LA RIVOLUZIONE RENZIANA
DEI MUSEI

    Si è parlato molto ultimamente di Musei statali e del giusto modo di dirigerli, a causa dello scontro istituzionale che si è consumato tra il Ministro Franceschini ed il TAR del Lazio sulle nomine dirette di alcuni Direttori.
    Al di là delle polemiche politiche che, come accade spesso, hanno coinvolto l’opinione pubblica ed i mass e social media con un’informazione superficiale in cui è mancato un reale approfondimento giuridico della questione, il fatto è interessante di per sè, poiché offre lo spunto per analizzare la numerosissima e variegata galassia museale italiana da un punto di vista nuovo. La riforma renziana di alcuni importanti Musei Nazionali, infatti, è stata presentata dal Governo come un balzo in avanti rispetto al passato, poiché ha proposto per la prima volta ed apertamente il Museo come un’azienda che deve produrre un utile in denaro, gravando il meno possibile sulle casse dello Stato, secondo il modello vincente di alcuni fulgidi esempi stranieri, come il British Museum o il Louvre.
    Per quanto ovvio possa sembrare questo aspetto a chiunque abbia una minima esperienza commerciale di qualsiasi tipo, non lo è affatto nell’ottica statalista dei Beni Culturali in Italia, in cui fino a due anni fa l’unico compito istituzionalmente riconosciuto a qualsiasi ente statale operante nel settore museale era esclusivamente quello della conservazione del bene.
    Non si era mai parlato di “dover” produrre un guadagno dalla promozione e dalla valorizzazione, ci si era sempre limitati a considerare il Direttore di un Museo come una sorta di Grande Custode, emanazione diretta dello spirito conservativo statale.
    Al di là, perciò, delle polemiche e delle critiche che ogni riforma governativa porta inevitabilmente con sè, bisogna riconoscere a questa in particolare lo sdoganamento del ruolo manageriale della figura del Direttore di un Museo, che da oggi in poi dovremo abituarci tutti a considerare come il Capo di un’azienda “commerciale” a tutti gli effetti.

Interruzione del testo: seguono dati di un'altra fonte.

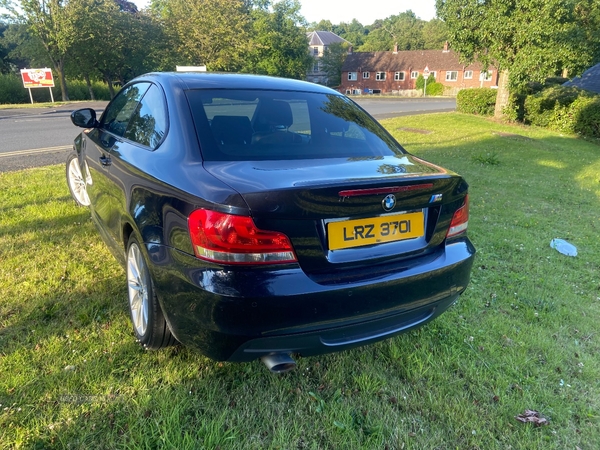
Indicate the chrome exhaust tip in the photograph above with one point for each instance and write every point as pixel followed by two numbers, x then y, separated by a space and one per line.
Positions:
pixel 279 362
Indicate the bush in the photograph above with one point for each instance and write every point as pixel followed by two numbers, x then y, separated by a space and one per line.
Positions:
pixel 479 101
pixel 539 108
pixel 582 116
pixel 13 92
pixel 435 88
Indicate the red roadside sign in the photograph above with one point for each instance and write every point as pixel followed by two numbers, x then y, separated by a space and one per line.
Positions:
pixel 33 78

    Ciò porta a due riflessioni; la prima riguarda l’inadeguatezza, anche se non generalizzata, della classe dirigente museale nazionale, che non è stata formata per dirigere un’azienda ma per tutelare e salvaguardare il Bene Culturale; ciò forse spiega la preferenza del Governo verso dirigenti stranieri, per quanto effettivamente spiccia sia stata la fase di selezione; certo è che all’estero il salto per così dire “imprenditoriale” nel settore culturale è stato fatto decenni fa, e naturalmente la formazione accademica ha lì prodotto figure professionali già pronte, mentre qui c’è ancora molta strada da fare in questo senso.
    La seconda riflessione, invece, è più filosofica: se il Museo è un’Azienda, allora il Bene Culturale è un prodotto, e come tale deve essere proposto al pubblico, che non è più composto da visitatori, ma da consumatori.
    Si esce dal recinto ideologico socialista e si entra nella piazza del mercato, oggi tra l’altro globalizzato.
    E mi chiedo: siamo pronti ad accettare veramente questa visione liberale della Cultura? Ci rendiamo veramente conto della portata ideologica di questo cambio di rotta? Secondo me non se ne sono accorti nemmeno Renzi e Franceschini, ma del resto le grandi trasformazioni di coscienza avvengono sempre così, in modo per così dire accidentale.
    Sono disponibile alla discussione del tema, a me particolarmente caro e che riprenderò anche nei prossimi mesi, poiché lo considero stimolante e degno di massima considerazione.